There are sites out there that provide details of what a membrane keypad is and (more generally) what a matrix keypad is. For my version, I'll end up with four layers:
- A "front decal" layer that has the images of the buttons. This is what the user sees.
- A "top foil" layer that contains the traces that link the rows of buttons together and provides "pads" onto which to connect wires. The top foil layer is the opposite side of the front decal layer (i.e. the "inside" of the front of the keypad).
- A "bottom foil" layer that contains the traces that link the columns of buttons together and provides pads. The bottom foil layer is the "inside" of the back of the keypad.
- A "cutout" layer. This layer is sandwiched between the top and bottom foil layers and provides just enough separation to prevent the row and column traces from shorting when a button is not pressed.
I drew the four layers in Adobe Illustrator and printed them out. The decal layer uses a 4×4 matrix arrangement with some "custom" graphics (thanks icons8.com). After printing out the four layers separately, I had the templates to which I could attach my traces. (As soon as I figured out how to make the traces.)
There are a few options here but I ultimately need the keypad to be as thin as possible and as cheap as possible. Using paper for the substrate covers those needs pretty well. After a bit of searching around I came across copper foil tape that seems to be popular (or at least known) in the wearable electronics space.

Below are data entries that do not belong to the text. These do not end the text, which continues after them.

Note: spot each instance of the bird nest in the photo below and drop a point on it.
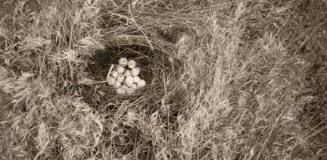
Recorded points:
(156, 67)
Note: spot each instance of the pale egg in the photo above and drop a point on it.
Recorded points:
(129, 81)
(134, 86)
(123, 61)
(120, 78)
(137, 79)
(131, 64)
(127, 73)
(130, 91)
(111, 80)
(117, 84)
(124, 87)
(136, 71)
(141, 83)
(120, 69)
(114, 74)
(120, 90)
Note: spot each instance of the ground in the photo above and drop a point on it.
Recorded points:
(227, 79)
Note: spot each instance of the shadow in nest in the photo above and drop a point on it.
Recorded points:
(155, 67)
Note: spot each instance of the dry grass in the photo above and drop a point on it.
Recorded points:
(237, 79)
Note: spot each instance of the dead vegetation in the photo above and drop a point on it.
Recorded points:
(228, 80)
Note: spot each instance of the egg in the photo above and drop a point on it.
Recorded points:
(120, 90)
(124, 87)
(141, 83)
(117, 84)
(134, 86)
(136, 71)
(130, 91)
(120, 78)
(120, 69)
(127, 73)
(114, 74)
(129, 81)
(111, 80)
(137, 79)
(131, 64)
(123, 61)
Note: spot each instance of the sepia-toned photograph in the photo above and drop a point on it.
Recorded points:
(163, 79)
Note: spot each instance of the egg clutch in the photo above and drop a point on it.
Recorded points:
(125, 77)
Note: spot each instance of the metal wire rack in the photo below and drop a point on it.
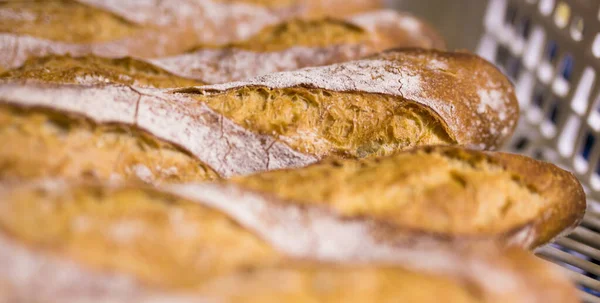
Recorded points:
(551, 50)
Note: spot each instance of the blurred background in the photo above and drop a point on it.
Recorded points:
(442, 15)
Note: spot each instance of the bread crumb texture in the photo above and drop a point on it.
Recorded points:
(320, 32)
(92, 70)
(44, 143)
(455, 193)
(322, 122)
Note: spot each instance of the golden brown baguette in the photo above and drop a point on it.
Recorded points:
(156, 28)
(289, 45)
(37, 28)
(131, 244)
(438, 194)
(357, 109)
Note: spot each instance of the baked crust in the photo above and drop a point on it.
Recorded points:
(290, 45)
(119, 244)
(426, 195)
(408, 82)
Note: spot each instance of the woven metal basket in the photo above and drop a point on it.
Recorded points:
(551, 51)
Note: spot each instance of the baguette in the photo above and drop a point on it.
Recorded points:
(132, 244)
(310, 116)
(290, 45)
(145, 29)
(438, 194)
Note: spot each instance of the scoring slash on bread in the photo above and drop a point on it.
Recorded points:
(376, 106)
(429, 194)
(132, 244)
(290, 45)
(151, 29)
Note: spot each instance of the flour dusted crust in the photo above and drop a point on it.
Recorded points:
(555, 203)
(384, 28)
(474, 100)
(227, 148)
(484, 273)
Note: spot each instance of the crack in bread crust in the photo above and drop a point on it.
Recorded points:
(457, 194)
(473, 99)
(92, 69)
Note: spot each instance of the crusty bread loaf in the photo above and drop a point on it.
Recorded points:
(96, 70)
(38, 28)
(357, 109)
(129, 244)
(421, 96)
(289, 45)
(439, 194)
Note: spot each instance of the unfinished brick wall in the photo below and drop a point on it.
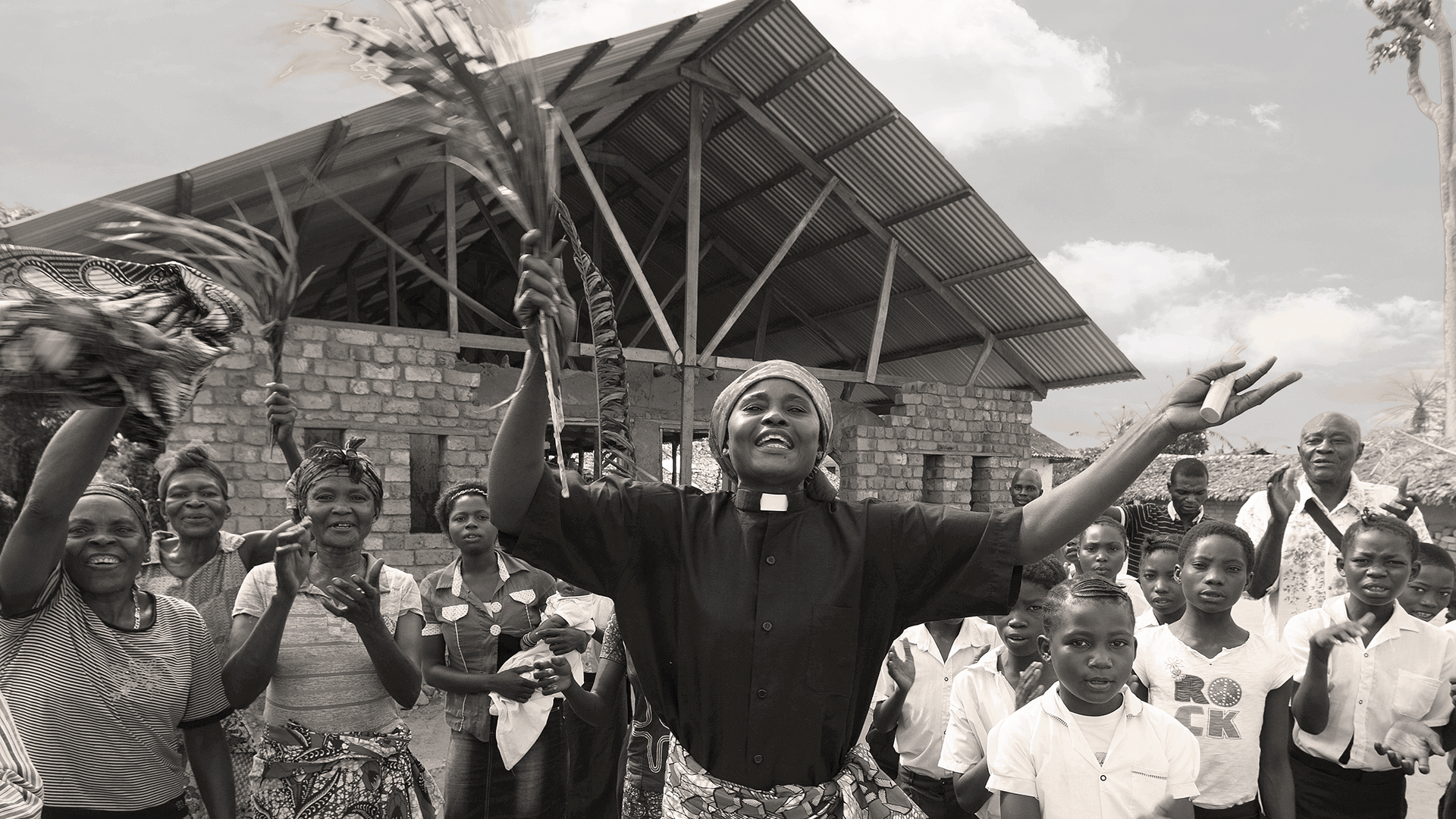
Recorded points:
(943, 445)
(382, 385)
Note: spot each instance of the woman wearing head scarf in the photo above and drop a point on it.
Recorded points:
(476, 611)
(758, 620)
(101, 673)
(332, 634)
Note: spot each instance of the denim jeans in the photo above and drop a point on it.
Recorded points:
(479, 787)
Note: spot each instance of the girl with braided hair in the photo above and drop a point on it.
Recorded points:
(101, 673)
(332, 634)
(476, 613)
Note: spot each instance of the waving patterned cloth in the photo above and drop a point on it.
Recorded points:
(89, 331)
(858, 792)
(306, 774)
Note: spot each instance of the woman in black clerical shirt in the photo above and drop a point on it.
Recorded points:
(758, 618)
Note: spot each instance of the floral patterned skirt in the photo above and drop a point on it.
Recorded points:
(858, 792)
(306, 774)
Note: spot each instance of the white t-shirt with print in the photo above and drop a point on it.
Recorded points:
(1220, 701)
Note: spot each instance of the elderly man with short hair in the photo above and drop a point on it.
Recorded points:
(1025, 487)
(1187, 487)
(1294, 558)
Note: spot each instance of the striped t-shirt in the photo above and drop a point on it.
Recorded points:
(98, 707)
(325, 678)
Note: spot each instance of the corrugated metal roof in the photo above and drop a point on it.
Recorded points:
(634, 112)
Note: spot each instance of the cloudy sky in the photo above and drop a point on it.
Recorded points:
(1194, 174)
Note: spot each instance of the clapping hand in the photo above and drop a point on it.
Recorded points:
(354, 598)
(291, 557)
(1404, 503)
(1028, 689)
(902, 670)
(1410, 745)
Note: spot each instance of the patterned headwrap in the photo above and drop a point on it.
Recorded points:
(325, 461)
(191, 458)
(128, 496)
(764, 371)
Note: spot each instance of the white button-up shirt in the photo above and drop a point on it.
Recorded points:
(927, 707)
(981, 700)
(1405, 670)
(1308, 575)
(1041, 752)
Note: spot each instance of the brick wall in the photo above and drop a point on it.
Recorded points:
(383, 385)
(943, 445)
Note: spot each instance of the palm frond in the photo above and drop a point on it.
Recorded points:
(258, 267)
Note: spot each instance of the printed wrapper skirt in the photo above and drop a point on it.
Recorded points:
(306, 774)
(858, 792)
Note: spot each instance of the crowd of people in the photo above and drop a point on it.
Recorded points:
(767, 651)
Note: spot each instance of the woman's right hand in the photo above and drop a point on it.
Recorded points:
(291, 557)
(511, 686)
(542, 290)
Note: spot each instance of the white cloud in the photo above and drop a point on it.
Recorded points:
(1169, 308)
(1123, 279)
(1200, 118)
(1012, 77)
(1264, 115)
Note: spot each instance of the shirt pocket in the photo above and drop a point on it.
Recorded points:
(1414, 694)
(833, 643)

This stuff is pretty cool. It is tape so it is sticky on one side and thin conductive foil on the other. It comes on a role where there is a paper separating each winding. You unroll some of the tape, cut it off with scissors, peel off the backing and stick it where you want. To connect two traces you just overlap the tape. It took a bit to get used to getting the backing off but it is very easy to work with.
In places where I needed multi-layer traces (!) I just used normal masking tape between the layers. I'm sure this causes some subtle capacitive effect but everything seems to work out.
At the bottom, row and column traces are pulled off the keypad using jumper wires. They are attached using the same copper foil tape.
Top foil layer:
The bottom foil layer is simpler and once I was happy with it I glued the cutout layer directly onto it and attached leads there as well.
Final construction of the keypad was to glue the decal layer to one side of a piece of cardstock (thicker paper) and the top foil layer to the other side. Then I glued the bottom foil+cutout layers to another piece of cardstock. Finally I glued the two assemblies together.